La question des violences sexuelles n’est pas clairement mentionnée dans le mandat de la Commission vérité et réconciliation du Canada, néanmoins dans son rapport final la commission y fait explicitement référence. La Commission a établi avec précision les abus sexuels subis par les élèves et a apporté la preuve de la responsabilité du système des pensionnats dans la perpétration de ces crimes. Les violences sexuelles étaient une pratique généralisée au sein des pensionnats indiens

Le rapport reconnaît également les séquelles, à courtes et longues durées, de ces violences. Les conséquences de ces traumatismes se transmettent bien souvent de génération en génération. Il est notamment avancé que les traumatismes consécutifs des pensionnats indiens, et notamment des violences sexuelles en leur sein, seraient à l’origine de la surreprésentation actuelle des peuples autochtones dans les centres pénitenciers et les systèmes de protection de l’enfance. Ainsi, parmi les recommandations du rapport final figure: « Nous demandons aux gouvernements fédéral, provinciaux et territoriaux de travailler avec les collectivités autochtones pour offrir des services culturellement adaptés aux détenus en ce qui concerne, notamment, la toxicomanie, la famille et la violence familiale de même que les difficultés auxquelles fait face une personne lorsqu’elle tente de surmonter les séquelles de la violence sexuelle. »

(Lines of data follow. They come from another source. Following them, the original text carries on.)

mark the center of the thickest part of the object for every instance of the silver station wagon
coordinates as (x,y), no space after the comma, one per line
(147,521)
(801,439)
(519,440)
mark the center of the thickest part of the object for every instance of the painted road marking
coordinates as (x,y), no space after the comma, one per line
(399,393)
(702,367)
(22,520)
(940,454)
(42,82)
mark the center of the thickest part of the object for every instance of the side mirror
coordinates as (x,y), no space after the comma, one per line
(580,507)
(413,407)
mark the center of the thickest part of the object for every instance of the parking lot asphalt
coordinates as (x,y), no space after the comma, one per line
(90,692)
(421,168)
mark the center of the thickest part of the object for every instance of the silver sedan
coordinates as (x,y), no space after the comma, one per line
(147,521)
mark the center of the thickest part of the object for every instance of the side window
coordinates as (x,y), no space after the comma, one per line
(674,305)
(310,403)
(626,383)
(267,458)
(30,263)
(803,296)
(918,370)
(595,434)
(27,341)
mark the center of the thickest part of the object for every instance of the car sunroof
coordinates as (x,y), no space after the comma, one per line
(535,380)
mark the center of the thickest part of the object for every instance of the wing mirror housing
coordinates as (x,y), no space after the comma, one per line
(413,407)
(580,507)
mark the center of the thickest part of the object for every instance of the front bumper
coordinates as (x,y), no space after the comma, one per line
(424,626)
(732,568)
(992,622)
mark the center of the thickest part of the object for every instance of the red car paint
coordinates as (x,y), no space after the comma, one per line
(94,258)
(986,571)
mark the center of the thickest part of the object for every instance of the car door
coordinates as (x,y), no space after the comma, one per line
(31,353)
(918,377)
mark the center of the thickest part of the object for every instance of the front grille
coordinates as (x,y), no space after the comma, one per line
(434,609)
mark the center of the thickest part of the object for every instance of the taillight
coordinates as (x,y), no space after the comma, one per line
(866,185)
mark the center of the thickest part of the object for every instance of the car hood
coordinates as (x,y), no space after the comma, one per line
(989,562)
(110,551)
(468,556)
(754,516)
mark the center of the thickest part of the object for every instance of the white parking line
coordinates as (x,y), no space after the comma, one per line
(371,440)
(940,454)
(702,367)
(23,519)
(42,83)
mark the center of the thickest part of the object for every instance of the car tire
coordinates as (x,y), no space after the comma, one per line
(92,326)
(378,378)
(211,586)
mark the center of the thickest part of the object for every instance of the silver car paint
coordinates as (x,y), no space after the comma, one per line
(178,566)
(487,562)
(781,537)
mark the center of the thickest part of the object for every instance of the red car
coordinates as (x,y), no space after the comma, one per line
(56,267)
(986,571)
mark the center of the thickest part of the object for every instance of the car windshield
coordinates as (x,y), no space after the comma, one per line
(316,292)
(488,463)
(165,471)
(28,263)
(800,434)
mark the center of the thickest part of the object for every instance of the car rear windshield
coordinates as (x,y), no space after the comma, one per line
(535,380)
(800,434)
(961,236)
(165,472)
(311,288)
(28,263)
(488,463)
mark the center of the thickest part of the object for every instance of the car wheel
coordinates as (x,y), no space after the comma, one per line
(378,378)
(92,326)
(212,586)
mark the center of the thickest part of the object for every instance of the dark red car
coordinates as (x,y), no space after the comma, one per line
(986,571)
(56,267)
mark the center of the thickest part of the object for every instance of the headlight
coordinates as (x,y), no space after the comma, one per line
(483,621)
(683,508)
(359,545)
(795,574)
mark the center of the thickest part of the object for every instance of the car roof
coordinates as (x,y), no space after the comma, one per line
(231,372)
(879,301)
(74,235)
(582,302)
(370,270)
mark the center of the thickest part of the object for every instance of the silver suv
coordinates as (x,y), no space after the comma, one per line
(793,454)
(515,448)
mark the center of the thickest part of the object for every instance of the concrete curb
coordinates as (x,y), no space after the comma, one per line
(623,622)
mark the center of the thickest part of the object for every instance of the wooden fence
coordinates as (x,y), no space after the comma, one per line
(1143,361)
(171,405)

En parallèle, la Commission d’enquête nationale sur les femmes et les filles autochtones disparues et assassinées avait, elle, expressément pour mandat de « faire rapport sur les causes systémiques de toutes formes de violence – y compris la violence sexuelle – à l’égard des femmes et des filles autochtones au Canada ». Dans son rapport final, elle définit la violence sexuelle comme suit : « Il y a violence sexuelle lorsqu’une personne est forcée de participer à des activités sexuelles contre son gré. » La Commission reconnaît dans son rapport final l’importance du problème des violences sexuelles à l’égard des femmes autochtones. Elle relève que « les femmes autochtones sont agressées sexuellement au moins trois fois plus souvent que les femmes non autochtones, et la plupart des femmes et des enfants victimes de traite au Canada sont des Autochtones »Cette généralisation des violences sexuelles à l’égard des femmes autochtones est reconnue comme une conséquence des actes commis au sein des pensionnats indiens.